High ‘Tight’ is Tight Enough for Control of Type 2 Diabetes

Two recent papers touch on the important subject of drug treatment of type 2 diabetes.[1] [2] The first paper deals with the risks of ‘tight’ control, and the second examines the effect of ‘tight control’ on the microvascular complications of diabetes. So what is meant by ‘control’ vs. ‘tight control’. ‘Control’ brings HbA1c levels into the range 7-8%, while ‘tight control’ brings it under 7%. Both papers cast doubt on the value of ‘tight control’ vs. just ‘control’ achieved by pharmacological means. The first paper points out that ‘tight’ pharmacological control is associated with an increased risk of sudden death when compared to ‘control’.[1] This is thought to result from an increased incidence and severity of severe hypoglycaemic episodes when insulin doses are ramped up to achieve ‘tight’ control. The second paper, based on a review of RCT evidence,[2] finds that microvascular disease (causing blindness, renal failure, leg ulcers) is not measurably reduced by ‘tight control’ vs. ‘control’. So there we have it – ‘tight’ pharmacological control introduces the hazard of sudden death for no countervailing benefit in long-term outcomes. To put this another way, going from ‘control’ to ‘tight control’ increases the risk of sudden death for little, if any, compensatory advantage.

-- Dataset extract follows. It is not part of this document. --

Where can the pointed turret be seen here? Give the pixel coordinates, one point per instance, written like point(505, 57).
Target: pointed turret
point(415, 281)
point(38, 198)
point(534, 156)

If there are limits to what can be achieved by ramping up pharmacological treatment, then what about dieting to the point that diabetes goes into remission? The evidence suggest that three-quarters of people with type 2 diabetes will achieve remission if they lose at least 15kg of weight. Bariatric surgery is highly effective in resulting in sustained weight loss.[3] Up to 10% of people can achieve a 15kg drop in weight by dieting alone, but about one-third of them revert each year. Nevertheless, it is worth trying hard to achieve weight loss because societal and personal gains are immense. And we have argued before for an inexpensive model to increase access to bariatric surgery.[4] [5]

Thank you to Ewan Hamnett for drawing my attention to this paper.

— Richard Lilford, CLAHRC WM Director

References:

  1. McCombie L, Leslie W, Taylor R, Kennon B, Sattar N, Lean MEJ. Beating type 2 diabetes into remission. BMJ. 2017; 358: j4030.
  2. Rodriguez-Gutierrez R & Montori VM. Glycemic Control for Patients with Type 2 Diabetes: Our Evolving Faith in the Face of Evidence. Circ Cardiovasc Qual Outcomes. 2016; 9(5): 504-12.
  3. Schaeur PR, Bhatt DL, Kirwan JP, et al. Bariatric Surgery versus Intensive Medical Therapy for Diabetes – 5-Year OutcomesNew Engl J Med. 2017; 376: 641-51.
  4. Lilford RJ. Bariatric Surgery – Improve Five-Year Outcomes. NIHR CLAHRC West Midlands News Blog. 23 June, 2017.
  5. Lilford RJ. Is It Safe for One Surgeon to Oversee Two Operations Concurrently? NIHR CLAHRC West Midlands News Blog. 27 October, 2017.